Aimee Mackin (born 22 April 1997) is an Irish dual code footballer from Camlough in County Armagh. In association football she has played for Women's Premiership clubs Newry City and Sion Swifts, and represented the Northern Ireland women's national football team at both youth and senior level. She also played ladies' Gaelic football for Shane O'Neill's GAC and at senior level for Armagh GAA, competing in the Ladies' National Football League and All-Ireland Senior Ladies' Football Championship. She was named the 2020 TG4 Senior Player's Player of the Year.

==Soccer career==
===Club career===
In September 2015, Newry City won the Northern Ireland Women's Premier League, when Mackin scored a dramatic last-minute winner over Mid-Ulster Ladies. Mackin signed for Sion Swifts in March 2018 after Newry City withdrew from the Women's Premiership.

===International career===
====Youth====
In 2011 Mackin was called up to represent Northern Ireland at under-15 schoolgirl level while she attended St Paul's High School, Bessbrook. In April 2012 she was a key player in the team which retained the Bob Docherty Cup. By the following season she was participating for the Northern Ireland women's national under-17 football team in their 2013 UEFA Women's Under-17 Championship qualification series.

In February 2015 Mackin scored a hat-trick for the Northern Ireland women's national under-19 football team in a 9–1 win over Estonia at Solitude.

====Senior====
Mackin made her senior debut for Northern Ireland in October 2013, during the 2015 FIFA Women's World Cup qualification campaign. She was still 16 years old when she scored against Estonia in March 2014.
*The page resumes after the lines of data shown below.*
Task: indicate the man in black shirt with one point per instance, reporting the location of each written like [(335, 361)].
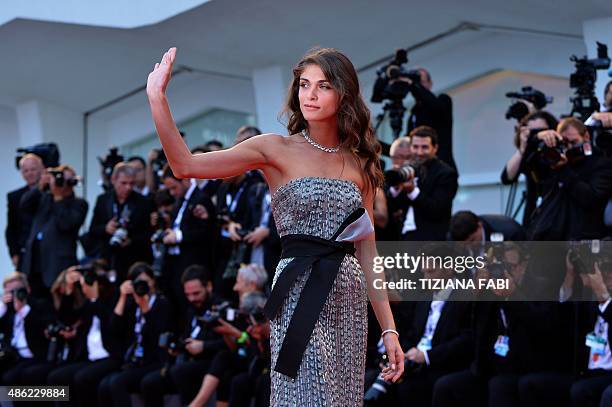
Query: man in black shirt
[(120, 226), (575, 189), (427, 198), (18, 223), (433, 111)]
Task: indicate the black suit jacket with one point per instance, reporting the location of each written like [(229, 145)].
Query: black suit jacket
[(198, 235), (37, 320), (437, 112), (157, 321), (59, 223), (505, 225), (574, 201), (18, 222), (432, 208), (139, 230), (103, 309), (452, 346), (533, 329), (213, 342)]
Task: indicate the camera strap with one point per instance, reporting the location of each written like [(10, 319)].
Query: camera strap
[(138, 326)]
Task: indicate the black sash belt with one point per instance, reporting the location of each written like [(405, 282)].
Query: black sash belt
[(325, 257)]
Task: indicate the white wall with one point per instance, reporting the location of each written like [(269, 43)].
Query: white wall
[(10, 179), (482, 137), (599, 30)]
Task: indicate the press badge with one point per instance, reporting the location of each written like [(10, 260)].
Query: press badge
[(424, 344), (596, 343), (502, 346)]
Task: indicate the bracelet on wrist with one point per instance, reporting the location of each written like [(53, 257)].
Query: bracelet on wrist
[(386, 331)]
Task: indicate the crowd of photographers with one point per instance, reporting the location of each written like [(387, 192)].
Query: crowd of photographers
[(166, 306)]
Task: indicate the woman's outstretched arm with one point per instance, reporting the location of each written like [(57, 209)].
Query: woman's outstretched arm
[(366, 251), (243, 157)]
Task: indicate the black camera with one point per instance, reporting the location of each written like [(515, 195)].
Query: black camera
[(519, 109), (20, 293), (584, 254), (141, 287), (386, 85), (160, 232), (89, 274), (539, 154), (108, 164), (60, 181), (211, 317), (171, 341), (54, 330), (397, 176), (121, 233), (584, 101), (48, 152)]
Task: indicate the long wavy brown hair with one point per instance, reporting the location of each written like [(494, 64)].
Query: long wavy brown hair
[(353, 116)]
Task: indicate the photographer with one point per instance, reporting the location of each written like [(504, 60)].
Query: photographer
[(120, 224), (433, 111), (23, 321), (576, 186), (57, 217), (193, 350), (86, 299), (18, 222), (254, 385), (591, 339), (243, 350), (189, 235), (439, 340), (401, 156), (140, 178), (517, 165), (509, 336), (232, 208), (140, 316), (426, 196)]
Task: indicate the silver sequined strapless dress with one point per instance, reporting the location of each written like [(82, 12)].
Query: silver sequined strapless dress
[(332, 369)]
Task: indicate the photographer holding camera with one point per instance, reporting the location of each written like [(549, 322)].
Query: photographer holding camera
[(85, 303), (432, 111), (243, 350), (189, 235), (23, 321), (576, 185), (120, 228), (438, 339), (18, 222), (527, 128), (193, 350), (425, 191), (57, 217), (585, 295), (513, 338), (140, 316), (233, 210)]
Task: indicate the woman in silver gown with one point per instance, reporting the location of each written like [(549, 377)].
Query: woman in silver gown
[(324, 175)]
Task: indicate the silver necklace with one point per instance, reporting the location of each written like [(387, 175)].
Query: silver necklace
[(319, 146)]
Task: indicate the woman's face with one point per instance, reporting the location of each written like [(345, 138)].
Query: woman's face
[(318, 99)]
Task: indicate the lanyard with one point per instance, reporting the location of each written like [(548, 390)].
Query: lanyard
[(503, 317), (232, 203), (265, 212), (179, 216)]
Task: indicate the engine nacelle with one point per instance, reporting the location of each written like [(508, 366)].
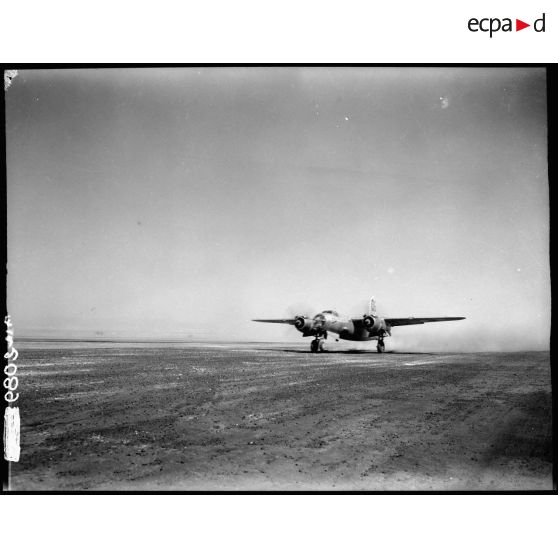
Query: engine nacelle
[(304, 324), (374, 325)]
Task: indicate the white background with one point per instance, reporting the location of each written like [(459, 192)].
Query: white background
[(256, 31), (263, 32)]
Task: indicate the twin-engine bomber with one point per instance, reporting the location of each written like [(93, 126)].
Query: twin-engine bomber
[(368, 328)]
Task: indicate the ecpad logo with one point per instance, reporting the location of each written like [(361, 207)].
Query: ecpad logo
[(493, 25)]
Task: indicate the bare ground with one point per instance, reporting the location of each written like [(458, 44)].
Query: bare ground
[(276, 417)]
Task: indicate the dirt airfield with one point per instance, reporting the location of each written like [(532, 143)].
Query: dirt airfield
[(209, 416)]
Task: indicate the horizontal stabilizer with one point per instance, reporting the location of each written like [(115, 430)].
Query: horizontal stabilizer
[(414, 321)]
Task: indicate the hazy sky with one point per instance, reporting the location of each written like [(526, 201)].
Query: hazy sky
[(188, 200)]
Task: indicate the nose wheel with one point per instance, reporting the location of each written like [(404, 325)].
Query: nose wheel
[(381, 346), (317, 345)]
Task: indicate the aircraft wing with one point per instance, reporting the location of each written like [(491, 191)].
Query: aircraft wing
[(291, 322), (413, 321)]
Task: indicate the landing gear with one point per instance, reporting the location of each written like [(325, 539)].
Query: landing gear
[(317, 345), (381, 346)]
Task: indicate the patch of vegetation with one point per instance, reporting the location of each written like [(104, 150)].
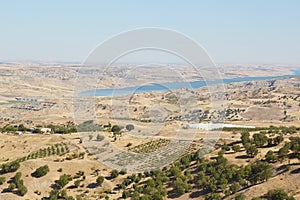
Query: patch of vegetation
[(88, 126), (151, 146), (16, 185), (41, 171)]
==Gaelic football career==
From a prominent Gaelic Athletic Association (GAA) family, Mackin's father Michael served as a coach and chairman of Shane O'Neill's GAC where Aimee and her five siblings all played. Aimee was among four of the siblings to progress to senior inter-county football with Armagh. She made her debut in 2015 and won All Star honours following a series of promising performances. She won another All Star in 2017, before her progress was derailed by an anterior cruciate ligament injury in July 2019.
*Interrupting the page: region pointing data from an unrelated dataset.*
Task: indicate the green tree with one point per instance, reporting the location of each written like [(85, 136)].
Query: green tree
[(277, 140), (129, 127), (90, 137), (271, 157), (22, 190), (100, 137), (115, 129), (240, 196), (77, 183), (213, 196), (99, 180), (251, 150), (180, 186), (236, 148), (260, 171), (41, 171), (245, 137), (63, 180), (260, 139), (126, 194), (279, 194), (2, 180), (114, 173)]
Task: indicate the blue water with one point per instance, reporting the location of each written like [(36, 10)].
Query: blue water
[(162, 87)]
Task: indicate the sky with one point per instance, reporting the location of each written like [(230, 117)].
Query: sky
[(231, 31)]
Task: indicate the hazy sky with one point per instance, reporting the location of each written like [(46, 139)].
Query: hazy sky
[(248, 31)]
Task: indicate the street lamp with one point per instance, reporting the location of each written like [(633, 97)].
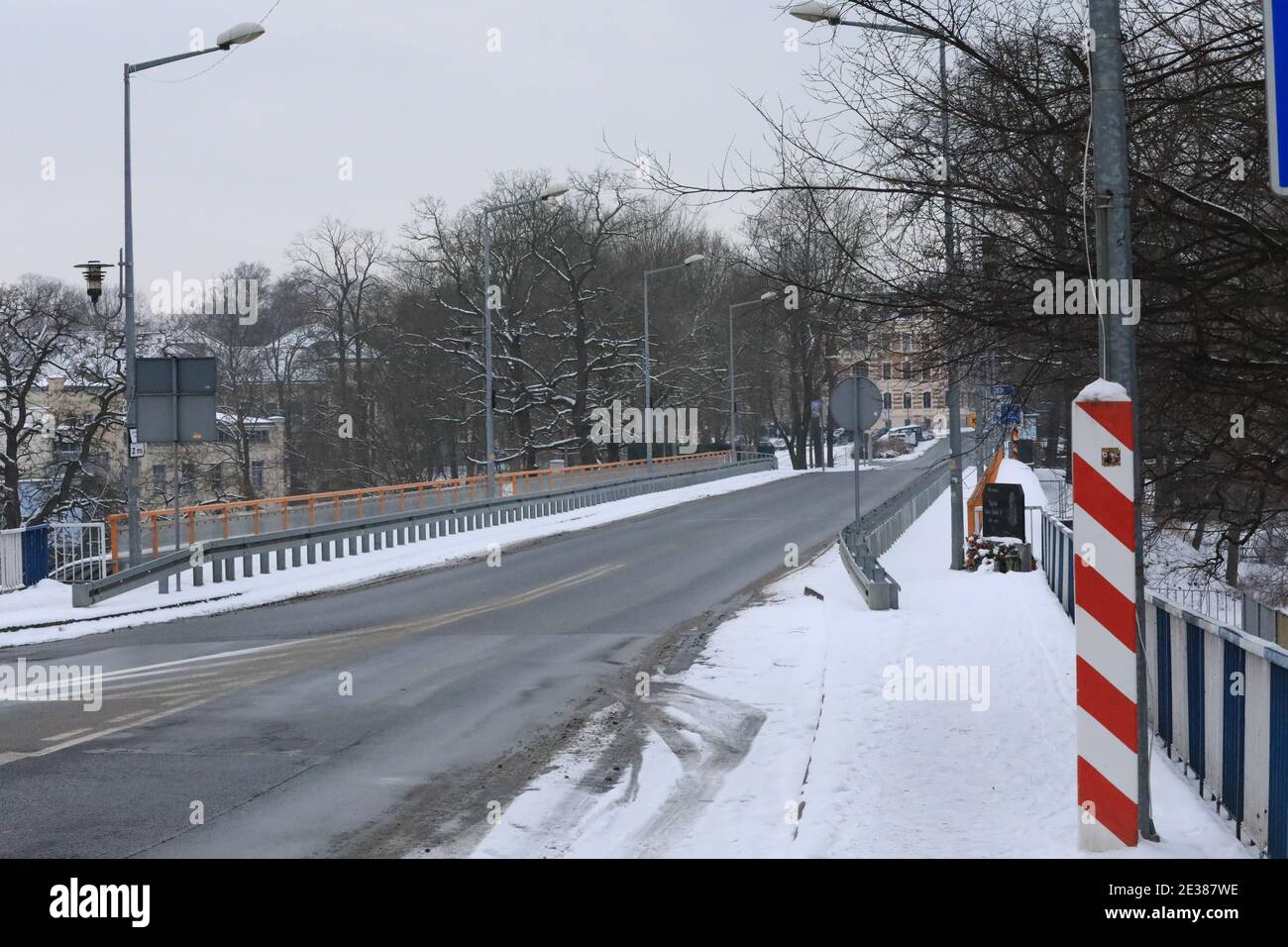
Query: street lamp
[(815, 12), (548, 192), (235, 37), (733, 414), (648, 368), (93, 278)]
After a period of rehabilitation Mackin stopped playing soccer to focus on Gaelic football. Exceptional form on her return led to her winning the 2020 TG4 Senior Player's Player of the Year.

==Australian rules football career==
In 2022 Mackin's sister and Armagh team-mate Bláithín signed for AFL Women's club Melbourne Football Club, but Aimee decided to remain in Ireland: "I'm probably a bit of a homebird so playing Gaelic is the priority for me at the minute." At the time she was employed as a classroom assistant at her alma mater St Paul's High School.

However in 2023, Aimee decided to join her sister at Melbourne, where she played six games in the 2023 AFL Women's season, including two finals.

==Personal life==
Mackin attended St Paul's High School, Bessbrook and Ulster University at Jordanstown.